12 04 2015

Small Business Owner Year End Review

12 04 2015

6 Year-End Reviews For Small Business Owners

As small business owners prepare for the end of the year, it’s important to review the company’s fundamentals to wrap up this year and start planning for the new one, which may involve hiring new workers or obtaining working capital. However, as more customers begin pouring into retail outlets and making demands on small businesses around the country, many entrepreneurs might find their time stretched thin. In a scenario like this, some owners might think it wiser to delay their year-end review until the holiday shopping season finishes. Despite being strapped for time and possibly resources, the truth of the matter is that pushing off year-end responsibilities to the new year could potentially cost a lot of money in terms of missing out on tax credits or deadlines.

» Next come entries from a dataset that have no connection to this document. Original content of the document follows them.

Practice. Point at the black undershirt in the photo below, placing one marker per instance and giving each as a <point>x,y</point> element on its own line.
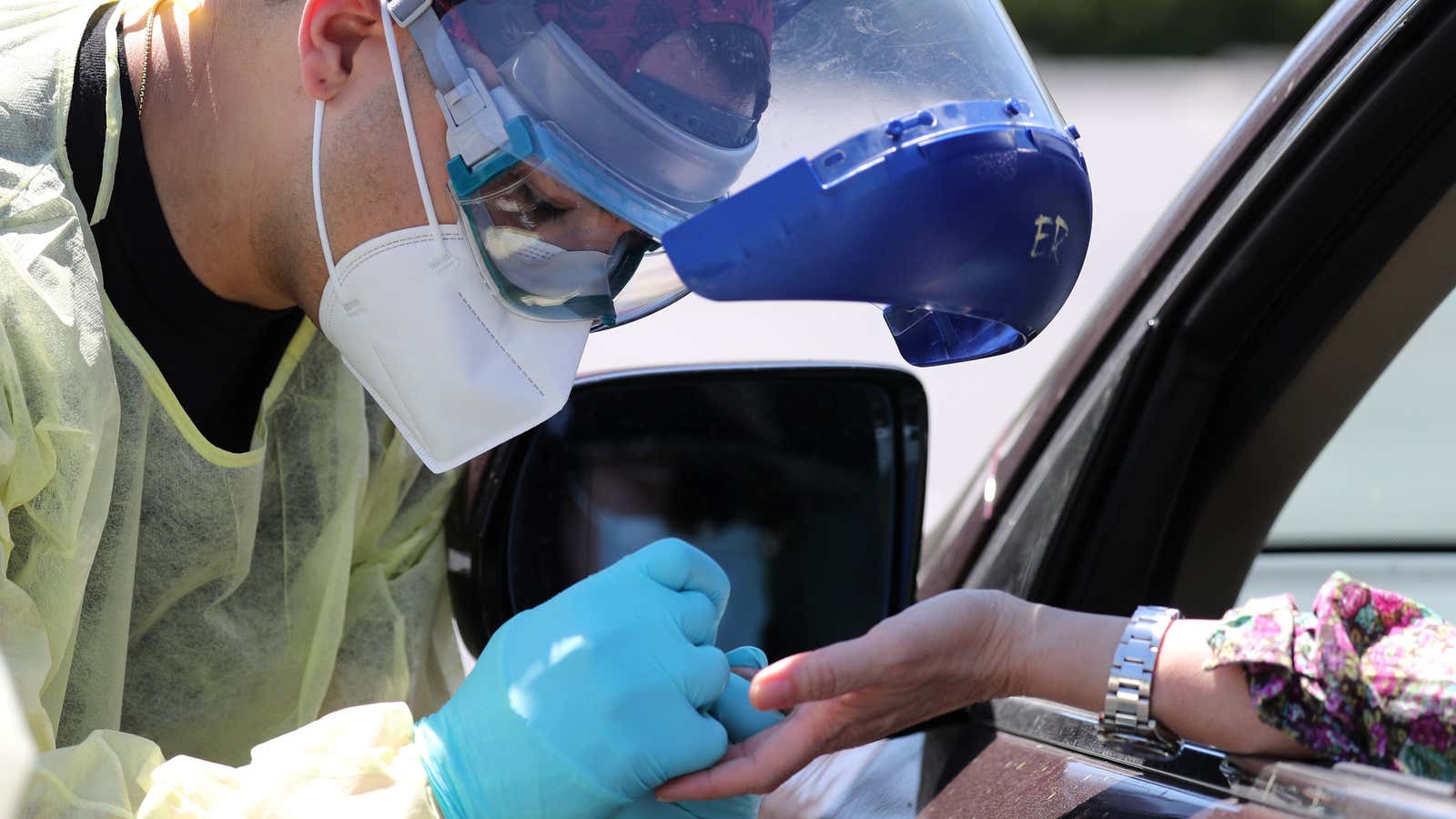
<point>217,356</point>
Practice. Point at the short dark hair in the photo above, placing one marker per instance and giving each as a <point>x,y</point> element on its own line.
<point>739,55</point>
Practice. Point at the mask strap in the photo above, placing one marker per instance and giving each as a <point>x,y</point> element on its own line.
<point>318,197</point>
<point>410,126</point>
<point>414,152</point>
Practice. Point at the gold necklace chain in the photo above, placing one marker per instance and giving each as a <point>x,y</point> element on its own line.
<point>146,58</point>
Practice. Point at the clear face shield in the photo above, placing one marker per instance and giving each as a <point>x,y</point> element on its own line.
<point>608,157</point>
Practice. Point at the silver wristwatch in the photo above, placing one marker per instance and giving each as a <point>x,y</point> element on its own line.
<point>1127,722</point>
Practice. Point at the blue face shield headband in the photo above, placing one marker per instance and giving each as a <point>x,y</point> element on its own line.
<point>931,175</point>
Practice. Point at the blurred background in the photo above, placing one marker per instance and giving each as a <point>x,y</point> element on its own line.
<point>1152,85</point>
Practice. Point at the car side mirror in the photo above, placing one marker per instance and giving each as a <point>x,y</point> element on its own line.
<point>805,484</point>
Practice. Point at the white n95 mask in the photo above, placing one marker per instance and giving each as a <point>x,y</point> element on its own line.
<point>543,270</point>
<point>453,368</point>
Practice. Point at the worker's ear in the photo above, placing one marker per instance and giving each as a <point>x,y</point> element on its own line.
<point>329,35</point>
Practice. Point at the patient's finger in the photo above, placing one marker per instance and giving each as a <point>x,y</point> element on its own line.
<point>757,765</point>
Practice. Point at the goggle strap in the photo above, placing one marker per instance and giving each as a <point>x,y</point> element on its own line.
<point>475,124</point>
<point>407,12</point>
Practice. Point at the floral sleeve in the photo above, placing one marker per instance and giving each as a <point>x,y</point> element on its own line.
<point>1368,676</point>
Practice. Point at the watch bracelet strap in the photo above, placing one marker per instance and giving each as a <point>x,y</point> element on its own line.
<point>1127,709</point>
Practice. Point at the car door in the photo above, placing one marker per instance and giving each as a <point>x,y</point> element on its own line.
<point>1158,455</point>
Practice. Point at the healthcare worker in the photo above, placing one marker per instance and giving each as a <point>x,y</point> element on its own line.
<point>223,559</point>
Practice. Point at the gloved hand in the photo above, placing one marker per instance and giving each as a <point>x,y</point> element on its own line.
<point>592,700</point>
<point>742,720</point>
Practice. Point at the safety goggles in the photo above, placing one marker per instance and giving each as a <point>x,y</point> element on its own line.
<point>608,157</point>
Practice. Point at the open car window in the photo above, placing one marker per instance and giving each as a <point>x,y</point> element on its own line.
<point>1380,501</point>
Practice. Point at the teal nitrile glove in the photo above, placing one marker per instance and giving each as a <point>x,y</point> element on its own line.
<point>592,700</point>
<point>742,720</point>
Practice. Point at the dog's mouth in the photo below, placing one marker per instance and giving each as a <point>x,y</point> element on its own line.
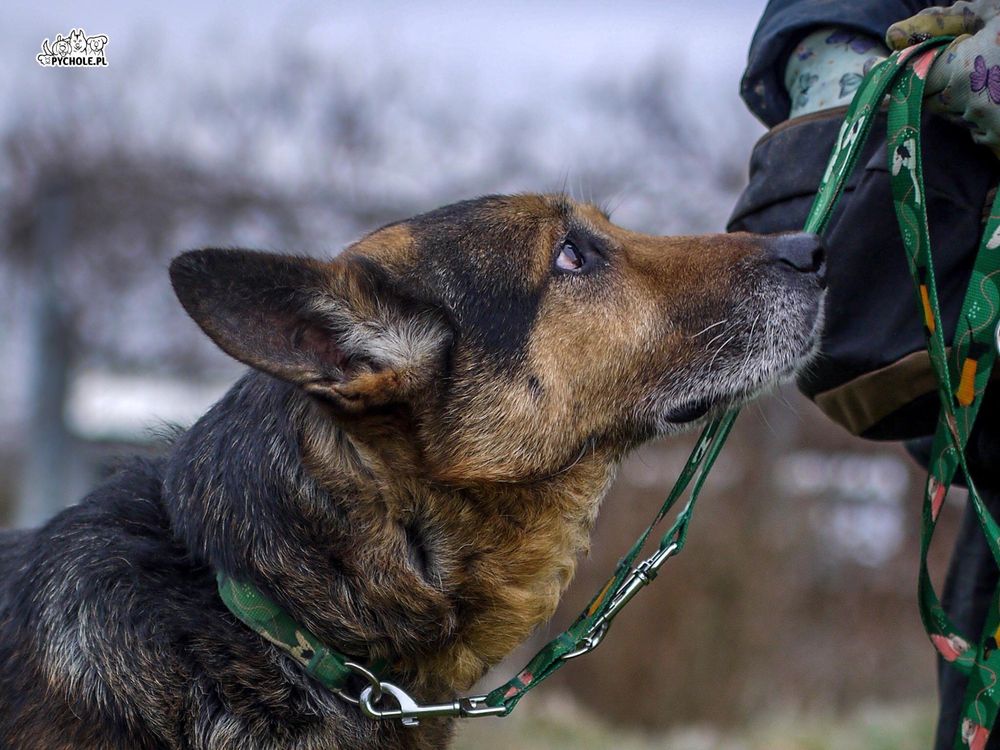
<point>753,381</point>
<point>690,411</point>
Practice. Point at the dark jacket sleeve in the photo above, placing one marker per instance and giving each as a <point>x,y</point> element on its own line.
<point>785,22</point>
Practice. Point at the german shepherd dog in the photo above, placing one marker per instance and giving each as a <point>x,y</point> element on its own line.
<point>410,469</point>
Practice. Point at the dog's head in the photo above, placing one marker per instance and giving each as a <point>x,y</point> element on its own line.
<point>498,339</point>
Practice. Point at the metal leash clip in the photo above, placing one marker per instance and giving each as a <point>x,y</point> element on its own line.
<point>640,577</point>
<point>410,712</point>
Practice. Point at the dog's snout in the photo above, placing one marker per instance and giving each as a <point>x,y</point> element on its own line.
<point>799,251</point>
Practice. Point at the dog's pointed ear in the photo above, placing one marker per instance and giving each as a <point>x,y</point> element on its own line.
<point>339,330</point>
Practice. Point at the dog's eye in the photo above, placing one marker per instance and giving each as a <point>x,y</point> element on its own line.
<point>569,258</point>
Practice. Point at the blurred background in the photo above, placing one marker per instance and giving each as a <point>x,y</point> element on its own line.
<point>789,622</point>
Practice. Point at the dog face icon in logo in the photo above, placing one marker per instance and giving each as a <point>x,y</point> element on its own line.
<point>74,50</point>
<point>77,41</point>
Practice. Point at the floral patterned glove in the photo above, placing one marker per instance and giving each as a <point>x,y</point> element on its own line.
<point>826,67</point>
<point>964,82</point>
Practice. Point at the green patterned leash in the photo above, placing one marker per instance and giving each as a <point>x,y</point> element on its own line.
<point>962,377</point>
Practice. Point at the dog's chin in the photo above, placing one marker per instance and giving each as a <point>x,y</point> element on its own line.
<point>700,409</point>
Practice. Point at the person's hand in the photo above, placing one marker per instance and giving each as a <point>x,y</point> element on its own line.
<point>963,17</point>
<point>964,82</point>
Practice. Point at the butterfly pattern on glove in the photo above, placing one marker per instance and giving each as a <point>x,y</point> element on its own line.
<point>983,78</point>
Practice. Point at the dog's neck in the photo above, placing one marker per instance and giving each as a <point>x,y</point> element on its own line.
<point>439,581</point>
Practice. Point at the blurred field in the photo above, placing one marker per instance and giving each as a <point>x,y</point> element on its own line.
<point>554,723</point>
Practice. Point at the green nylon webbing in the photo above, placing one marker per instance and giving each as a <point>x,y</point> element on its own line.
<point>973,353</point>
<point>962,380</point>
<point>962,377</point>
<point>259,613</point>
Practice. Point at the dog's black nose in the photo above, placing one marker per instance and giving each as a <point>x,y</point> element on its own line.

With November wrapped up and December beginning, here’s a list of items small business owners should examine before we ring in the new year:

  1. Review the lease and space requirements
    Even though a company’s lease might not expire at the end of the year, now is the perfect time to review your lease and space situation to determine what and when your next move should happen. Often, lessees need to inform the landlord several months ahead of time if they plan on moving or exercising the right to renew.Owners should spend some time taking a look around and examining the company’s space needs. Do you have plans to hire new workers next year? If so, will these individuals fit in your current layout? Do you plan on scaling back operations? Perhaps the company is transitioning from a paper-based system to purely digital, eliminating the need for bulky filing cabinets. With the right amount of planning, business owners can discover they’re using up more space than they need and potentially reduce rent charges.
  1. Review vendor agreement
    Now is the perfect time for small business owners to pull out the various agreements and contracts they have in place with vendors and take a good look at them. Much like an office lease, even if the agreement is not set to expire for a while, it’s wise to make sure vendors used in the new year align with any changes in the business strategy.
  1. Review equipment leases
    Many businesses of all sizes take advantage of the many benefits provided by leasing equipment. According to Practical Ecommerce, these leases often have very strict deadlines for when to terminate the agreement, particularly for items like copy machines and automobiles. Further, companies using outdated or heavily depreciated equipment and machinery, now is a good time to see if any upgrades are possible. Financing new, more efficient equipment can potentially lead to considerable savings in the long run, since it can reduce downtime and speed up production.
  1. Review tax deductions
    The savvy business owner understands that now is the perfect time to start compiling and seeking out all the available tax deductions for the organization, like Section 179. According to Intuit Quickbooks, owners should take the time to invest in upgrading, repairing or remodeling the office, improving tech equipment and even ordering new batches of basic office supplies. In addition, owners can hand out employee bonuses to those individuals who truly shined throughout the year. Owners can deduct all of these expenditures as tax write-offs, which ultimately reduce the company’s tax burden when April rolls around. Taking it even one step further, owners can even pay their January utility bills and include that in this year’s deductions.
  1. Review your support team
    Small business owners should schedule some time to meet with the team that helps keep the organization operating, such as the CPA, attorney, insurance agent or other professional involved in ensuring the company’s health. Since many small businesses have limited employees, many of these individuals will be outsourced to external consultants. Seeking out their insights can assist owners in planning out their course of action for the upcoming year.
  1. Review your goals
    While some people might prefer to make resolutions, business owners should also consider setting goals for the year. This could be both a personal and a professional goal. By having an actual target to aim for, whether it be increase sales, win an award or convert a set number of potential customers, owners have an easier time visualizing the end result and working toward reaching that goal. Encourage employees to also set both a personal and professional goal. In addition, owners can also consider holding a company-wide meeting to get everyone in the organization aligned with the company’s new goals for the upcoming year. Incorporating employees into the decision-making process not only boosts personal involvement and invested time, but it also increases the chances of accomplishing these goals since people can take more responsibility and initiative when they know they’re working toward.